The equity carve-out. Setting aside at least 25 percent of incentives for owners facing greater economic hurdles signals that the program is meant to reach buildings that cannot self-finance, not only the well-capitalized corporate campuses that can already pencil a battery without help. How the BPU defines “greater economic hurdles” will determine whether that quarter of the money flows to small commercial and affordable multifamily owners or to a narrower set of qualifying projects. It is the clause that decides who actually shows up.

What is settled. New Jersey now has both halves of a storage incentive architecture moving at once. The grid-supply half became law in March.
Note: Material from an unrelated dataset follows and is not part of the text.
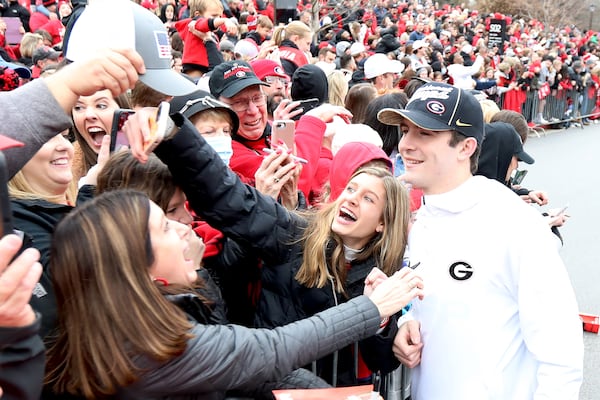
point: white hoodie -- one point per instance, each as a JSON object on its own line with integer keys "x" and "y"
{"x": 499, "y": 320}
The customer-sited half advanced out of committee with a defined cost-share and an equity carve-out. This is the second New Jersey storage bill to move in roughly three months.

What is not settled is most of the path. The bill must pass both chambers and be signed, and the BPU must then design performance requirements, a funding source, and stacking rules before a single building qualifies. Any of those steps can narrow the program or delay it past the point where the 40 percent headline survives. The funding question in particular is not answered in the bill, and a distributed cost-share at scale will have to find a source.

The pattern worth noting is the sequencing. States have generally incentivized grid-scale storage first, because capacity auctions are administratively familiar and the assets are large enough to move policy targets quickly. The behind-the-meter segment, smaller per project and harder to procure in bulk, tends to come second if it comes at all. New Jersey is now writing the second part. Whether the 40 percent figure holds through rulemaking will say more about the state’s commercial storage market than the committee vote does.